O investimento em imóveis é, historicamente, a modalidade preferida entre os brasileiros, seja os que têm uma carteira robusta e pretende diversificar o portfólio, ou aquele que juntou as economias e busca um investimento seguro, com alta rentabilidade e valorização. Apesar da Selic se manter em patamar elevado e sem previsão de queda a curto ou médio prazo, o baixo risco, a segurança e os retornos constantes mantêm o imóvel como um ativo vantajoso.
Em momentos de instabilidade da economia nacional e global, semelhante ao que estamos enfrentando atualmente, o investimento em imóveis se mostra mais seguro do que outros produtos financeiros, como ações de empresas cíclicas ou small caps, criptomoedas e fundos, que tendem a ter maior volatidade e estão mais suscetíveis às flutuações do mercado. Alocar recursos em imóveis certos e boas localizações funciona como proteção patrimonial, já que são bens tangíveis e costumam manter ou até aumentar seu valor ao longo dos anos, servindo como defesa contra a inflação.
Mesmo nas maiores crises econômicas enfrentadas pelo Brasil, como na hiperinflação da década de 1980 ou durante a pandemia, o imóvel manteve boa performance. Empreendimentos bem localizados e voltados à classe média continuaram sendo estáveis. Afinal, até nos períodos de crises as pessoas precisam de moradia.
O investidor que pretende comprar um imóvel e rentabilizar com uma futura venda tem motivos de sobra para aplicar os recursos no ativo imobiliário. O índice Fipe Zap, que avalia o preço médio da locação residencial em 36 cidades de todo o país, apontou uma valorização de 8,45% no segmento residencial no último ano. Os apartamentos de um dormitório foram os que mais valorizaram, com alta de 9,3% no mesmo período.

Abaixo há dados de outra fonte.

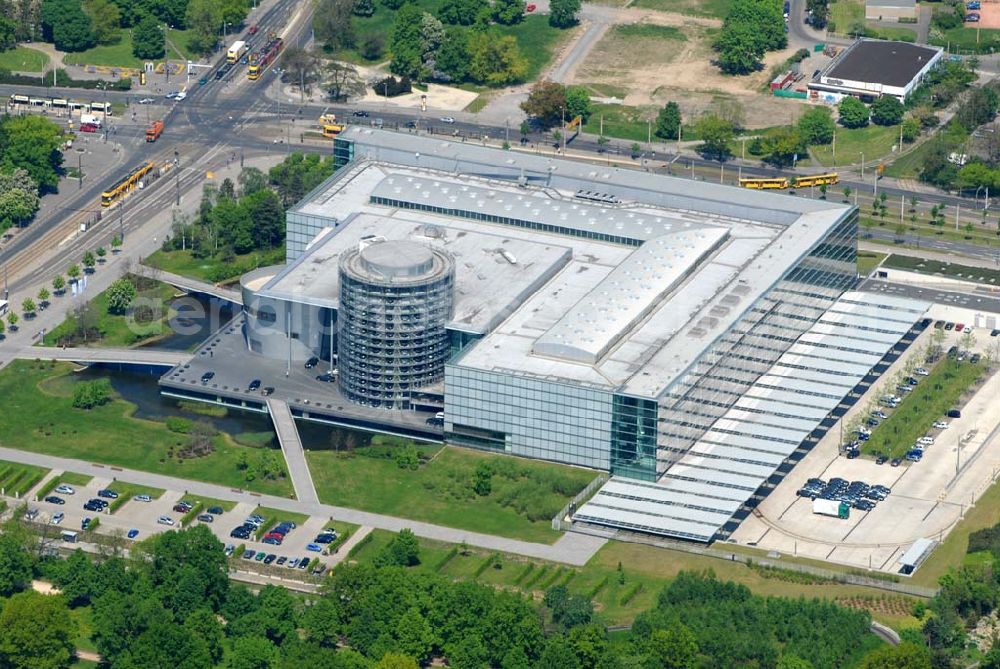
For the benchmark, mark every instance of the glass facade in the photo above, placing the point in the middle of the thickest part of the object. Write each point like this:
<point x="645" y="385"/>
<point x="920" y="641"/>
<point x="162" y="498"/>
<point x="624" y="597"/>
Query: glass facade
<point x="391" y="333"/>
<point x="750" y="348"/>
<point x="530" y="417"/>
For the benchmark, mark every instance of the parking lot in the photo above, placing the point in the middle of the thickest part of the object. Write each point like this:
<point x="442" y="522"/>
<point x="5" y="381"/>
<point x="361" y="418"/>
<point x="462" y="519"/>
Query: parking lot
<point x="142" y="516"/>
<point x="927" y="498"/>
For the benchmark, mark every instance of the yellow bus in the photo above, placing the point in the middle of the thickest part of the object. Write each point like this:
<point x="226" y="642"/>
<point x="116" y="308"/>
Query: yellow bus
<point x="331" y="130"/>
<point x="828" y="179"/>
<point x="125" y="184"/>
<point x="764" y="183"/>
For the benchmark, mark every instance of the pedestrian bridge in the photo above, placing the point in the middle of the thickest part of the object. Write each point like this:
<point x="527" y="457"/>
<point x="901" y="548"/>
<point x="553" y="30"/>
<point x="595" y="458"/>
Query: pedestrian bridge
<point x="90" y="356"/>
<point x="190" y="285"/>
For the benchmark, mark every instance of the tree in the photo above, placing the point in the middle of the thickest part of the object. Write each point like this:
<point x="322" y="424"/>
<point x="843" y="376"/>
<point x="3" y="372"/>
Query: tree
<point x="578" y="103"/>
<point x="15" y="565"/>
<point x="105" y="19"/>
<point x="402" y="551"/>
<point x="508" y="12"/>
<point x="546" y="103"/>
<point x="668" y="122"/>
<point x="482" y="482"/>
<point x="906" y="655"/>
<point x="496" y="60"/>
<point x="148" y="39"/>
<point x="887" y="110"/>
<point x="36" y="632"/>
<point x="332" y="24"/>
<point x="853" y="113"/>
<point x="8" y="34"/>
<point x="120" y="296"/>
<point x="453" y="56"/>
<point x="674" y="647"/>
<point x="406" y="42"/>
<point x="67" y="25"/>
<point x="252" y="653"/>
<point x="783" y="146"/>
<point x="18" y="198"/>
<point x="715" y="133"/>
<point x="203" y="17"/>
<point x="460" y="12"/>
<point x="32" y="143"/>
<point x="342" y="81"/>
<point x="740" y="48"/>
<point x="816" y="126"/>
<point x="562" y="13"/>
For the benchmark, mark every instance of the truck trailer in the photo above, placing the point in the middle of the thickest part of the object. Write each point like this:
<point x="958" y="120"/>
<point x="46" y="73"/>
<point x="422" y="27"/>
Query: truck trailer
<point x="831" y="507"/>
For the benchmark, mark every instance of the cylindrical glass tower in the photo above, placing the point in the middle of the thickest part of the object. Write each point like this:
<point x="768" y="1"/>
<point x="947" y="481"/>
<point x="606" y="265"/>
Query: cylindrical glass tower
<point x="395" y="301"/>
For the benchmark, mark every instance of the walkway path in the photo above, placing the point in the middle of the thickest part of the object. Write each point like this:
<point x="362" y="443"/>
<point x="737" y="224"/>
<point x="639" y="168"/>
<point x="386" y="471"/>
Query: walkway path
<point x="134" y="355"/>
<point x="572" y="548"/>
<point x="291" y="447"/>
<point x="195" y="286"/>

A valorização do aluguel é outro ponto que conta a favor de quem tem recursos para investir num imóvel em busca da renda extra com a locação. Segundo a mesma pesquisa, o aluguel residencial acumulou uma valorização de 12,91% nos últimos 12 meses encerrados em março. Alguns bairros de São Paulo tiveram expansão ainda maior, como Jardins (21,4%), Moema (16,3%) e Perdizes (14,1%).
A alta do preço da locação residencial é uma tendência que veio para ficar e acompanha a mudança de comportamento do consumidor. Muita gente aluga agora e para comprar no futuro, ou talvez, nunca compre. A geração mais jovem valoriza liberdade, mobilidade e experiências. Por isso a flexibilidade do aluguel é ótima para quem não quer se “prender” por décadas a um imóvel, permitindo mudança fácil de cidade, bairro ou estilo de vida.

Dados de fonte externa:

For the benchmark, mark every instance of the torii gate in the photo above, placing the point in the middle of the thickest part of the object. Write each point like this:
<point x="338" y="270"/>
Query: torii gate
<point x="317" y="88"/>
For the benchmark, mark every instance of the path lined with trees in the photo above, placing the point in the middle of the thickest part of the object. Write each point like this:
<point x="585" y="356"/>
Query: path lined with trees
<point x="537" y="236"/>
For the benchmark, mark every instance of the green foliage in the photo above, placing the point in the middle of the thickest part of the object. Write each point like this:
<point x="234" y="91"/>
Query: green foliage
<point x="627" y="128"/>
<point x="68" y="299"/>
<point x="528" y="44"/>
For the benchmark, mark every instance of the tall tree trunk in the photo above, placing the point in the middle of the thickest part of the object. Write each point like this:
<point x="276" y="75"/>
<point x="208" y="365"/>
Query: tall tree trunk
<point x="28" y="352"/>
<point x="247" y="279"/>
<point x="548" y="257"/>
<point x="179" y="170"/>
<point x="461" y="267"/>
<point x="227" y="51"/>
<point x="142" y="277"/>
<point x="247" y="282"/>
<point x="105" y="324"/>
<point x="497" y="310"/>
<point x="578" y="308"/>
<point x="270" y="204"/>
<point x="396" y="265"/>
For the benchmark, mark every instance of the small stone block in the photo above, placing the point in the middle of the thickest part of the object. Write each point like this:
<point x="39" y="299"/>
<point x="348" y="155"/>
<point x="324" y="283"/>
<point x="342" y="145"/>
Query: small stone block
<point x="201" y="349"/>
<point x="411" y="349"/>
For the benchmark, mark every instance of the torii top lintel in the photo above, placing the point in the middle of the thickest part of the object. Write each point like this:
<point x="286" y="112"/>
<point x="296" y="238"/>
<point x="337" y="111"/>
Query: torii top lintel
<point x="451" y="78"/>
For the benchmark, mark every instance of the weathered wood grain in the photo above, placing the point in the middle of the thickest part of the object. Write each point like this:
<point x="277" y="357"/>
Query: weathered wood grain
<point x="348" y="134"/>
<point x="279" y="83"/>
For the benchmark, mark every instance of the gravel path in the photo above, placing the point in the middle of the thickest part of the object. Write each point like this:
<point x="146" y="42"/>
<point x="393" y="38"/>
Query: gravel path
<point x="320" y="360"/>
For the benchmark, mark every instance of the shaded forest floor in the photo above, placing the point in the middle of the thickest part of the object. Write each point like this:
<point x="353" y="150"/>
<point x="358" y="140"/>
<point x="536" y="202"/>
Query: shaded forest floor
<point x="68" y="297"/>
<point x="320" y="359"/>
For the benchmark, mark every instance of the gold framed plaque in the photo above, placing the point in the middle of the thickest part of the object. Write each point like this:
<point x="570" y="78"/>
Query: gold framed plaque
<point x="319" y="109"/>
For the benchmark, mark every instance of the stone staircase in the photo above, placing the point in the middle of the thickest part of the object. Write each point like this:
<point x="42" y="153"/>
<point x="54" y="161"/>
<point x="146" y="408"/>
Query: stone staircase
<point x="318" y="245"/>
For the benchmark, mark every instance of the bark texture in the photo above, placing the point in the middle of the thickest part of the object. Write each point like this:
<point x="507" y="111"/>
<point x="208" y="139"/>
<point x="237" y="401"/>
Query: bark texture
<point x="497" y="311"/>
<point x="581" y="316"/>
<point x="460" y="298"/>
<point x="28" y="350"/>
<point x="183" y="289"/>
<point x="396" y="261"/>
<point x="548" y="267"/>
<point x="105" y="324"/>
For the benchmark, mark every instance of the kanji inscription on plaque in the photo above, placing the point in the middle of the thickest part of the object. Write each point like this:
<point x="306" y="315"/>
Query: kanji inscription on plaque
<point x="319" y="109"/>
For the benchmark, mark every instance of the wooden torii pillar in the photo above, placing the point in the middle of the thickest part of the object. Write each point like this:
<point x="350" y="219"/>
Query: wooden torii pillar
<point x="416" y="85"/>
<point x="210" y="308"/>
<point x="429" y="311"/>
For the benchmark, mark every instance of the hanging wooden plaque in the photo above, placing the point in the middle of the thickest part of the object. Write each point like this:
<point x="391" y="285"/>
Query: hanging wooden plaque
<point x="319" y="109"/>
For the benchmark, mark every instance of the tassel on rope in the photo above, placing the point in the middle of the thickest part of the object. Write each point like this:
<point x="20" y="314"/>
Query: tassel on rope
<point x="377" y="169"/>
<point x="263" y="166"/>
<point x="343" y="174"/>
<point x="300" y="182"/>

Além da valorização, rentabilidade e mudança de comportamento do consumidor, o momento atual também é propício para quem tem dinheiro para investir na aquisição de um apartamento. Isso porque as movimentações indicam que, muito em breve, haverá uma reposição dos preços dos imóveis em São Paulo para atualizar os custos da construção, a expansão do preço dos terrenos e ajustes de mercado. Quem comprar um imóvel este ano, por exemplo, pode ver o investimento valorizar num curto espaço de tempo.

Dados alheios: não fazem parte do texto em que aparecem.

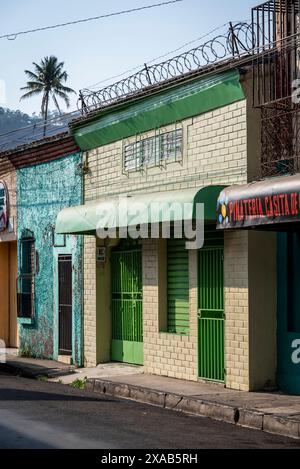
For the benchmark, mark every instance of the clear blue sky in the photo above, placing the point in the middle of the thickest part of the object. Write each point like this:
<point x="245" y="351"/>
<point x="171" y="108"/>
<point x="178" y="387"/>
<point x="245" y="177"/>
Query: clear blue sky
<point x="98" y="50"/>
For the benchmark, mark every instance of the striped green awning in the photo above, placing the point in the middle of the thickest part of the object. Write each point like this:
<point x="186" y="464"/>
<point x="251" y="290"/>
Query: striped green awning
<point x="166" y="107"/>
<point x="140" y="209"/>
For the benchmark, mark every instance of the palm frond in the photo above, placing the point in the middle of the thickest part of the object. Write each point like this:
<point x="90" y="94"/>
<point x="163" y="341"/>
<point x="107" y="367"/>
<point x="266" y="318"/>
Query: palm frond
<point x="30" y="94"/>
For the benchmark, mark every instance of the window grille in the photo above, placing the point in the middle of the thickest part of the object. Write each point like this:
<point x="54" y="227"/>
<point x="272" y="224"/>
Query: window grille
<point x="154" y="151"/>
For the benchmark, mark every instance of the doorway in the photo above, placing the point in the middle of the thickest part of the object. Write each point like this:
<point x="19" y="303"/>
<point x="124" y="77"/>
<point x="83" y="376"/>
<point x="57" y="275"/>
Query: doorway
<point x="65" y="304"/>
<point x="8" y="294"/>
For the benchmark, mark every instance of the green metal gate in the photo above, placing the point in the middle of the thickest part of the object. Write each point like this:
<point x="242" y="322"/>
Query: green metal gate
<point x="127" y="306"/>
<point x="211" y="310"/>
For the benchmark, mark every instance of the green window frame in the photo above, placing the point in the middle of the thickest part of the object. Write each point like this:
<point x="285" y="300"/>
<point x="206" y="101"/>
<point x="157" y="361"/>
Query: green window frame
<point x="26" y="279"/>
<point x="178" y="316"/>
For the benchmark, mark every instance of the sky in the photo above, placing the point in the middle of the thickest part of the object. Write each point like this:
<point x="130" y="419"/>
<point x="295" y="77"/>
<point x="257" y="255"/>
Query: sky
<point x="95" y="51"/>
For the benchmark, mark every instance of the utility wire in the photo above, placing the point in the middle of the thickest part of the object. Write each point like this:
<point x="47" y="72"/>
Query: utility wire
<point x="149" y="62"/>
<point x="13" y="36"/>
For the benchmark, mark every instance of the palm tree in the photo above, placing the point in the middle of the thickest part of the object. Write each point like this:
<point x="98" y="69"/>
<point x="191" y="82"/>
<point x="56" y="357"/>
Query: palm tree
<point x="48" y="79"/>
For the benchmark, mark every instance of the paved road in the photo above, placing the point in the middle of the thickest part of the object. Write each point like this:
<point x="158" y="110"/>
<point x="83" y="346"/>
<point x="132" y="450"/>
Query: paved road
<point x="35" y="414"/>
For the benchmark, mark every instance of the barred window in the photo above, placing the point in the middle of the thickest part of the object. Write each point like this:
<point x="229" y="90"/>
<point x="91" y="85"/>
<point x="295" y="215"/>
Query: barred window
<point x="154" y="151"/>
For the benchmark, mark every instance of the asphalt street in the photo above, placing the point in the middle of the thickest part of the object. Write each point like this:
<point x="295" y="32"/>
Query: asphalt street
<point x="36" y="414"/>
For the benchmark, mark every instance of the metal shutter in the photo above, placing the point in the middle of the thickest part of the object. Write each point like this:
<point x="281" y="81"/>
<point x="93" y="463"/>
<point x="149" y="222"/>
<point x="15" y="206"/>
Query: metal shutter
<point x="178" y="286"/>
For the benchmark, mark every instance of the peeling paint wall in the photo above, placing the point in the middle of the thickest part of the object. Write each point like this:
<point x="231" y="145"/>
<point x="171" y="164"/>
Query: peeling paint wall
<point x="43" y="190"/>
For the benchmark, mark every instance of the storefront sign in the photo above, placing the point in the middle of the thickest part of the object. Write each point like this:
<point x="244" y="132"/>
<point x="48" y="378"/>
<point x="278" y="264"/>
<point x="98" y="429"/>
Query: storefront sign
<point x="3" y="206"/>
<point x="101" y="255"/>
<point x="274" y="201"/>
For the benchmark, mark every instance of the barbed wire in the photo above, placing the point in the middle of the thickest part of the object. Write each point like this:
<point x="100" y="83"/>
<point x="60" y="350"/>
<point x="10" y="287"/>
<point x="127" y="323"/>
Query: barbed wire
<point x="237" y="40"/>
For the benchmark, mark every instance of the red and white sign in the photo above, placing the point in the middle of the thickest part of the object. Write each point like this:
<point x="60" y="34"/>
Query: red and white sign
<point x="3" y="206"/>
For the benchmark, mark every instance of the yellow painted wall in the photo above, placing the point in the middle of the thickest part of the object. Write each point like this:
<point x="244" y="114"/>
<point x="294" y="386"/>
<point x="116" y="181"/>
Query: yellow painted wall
<point x="4" y="292"/>
<point x="13" y="273"/>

A alta do preço dos imóveis será ainda maior nos empreendimentos localizados próximos a estações de transporte público, ou das principais vias de deslocamento da cidade. Ninguém mais aguenta perder horas do dia parado no trânsito. Bairros com boa infraestrutura, segurança e comércio variado também tendem a se valorizar mais com o tempo e a ter maior procura para locação. Imóveis que entregam serviços também agregam valor na locação, gerando valor para quem utiliza.
Portanto, quando todos esses fatores se alinham (potencial de valorização, retorno com aluguel, boa localização e preço justo), o investimento imobiliário tende a ser bastante vantajoso no longo prazo. Tudo isso explica os motivos que mantém o imóvel no radar dos investidores.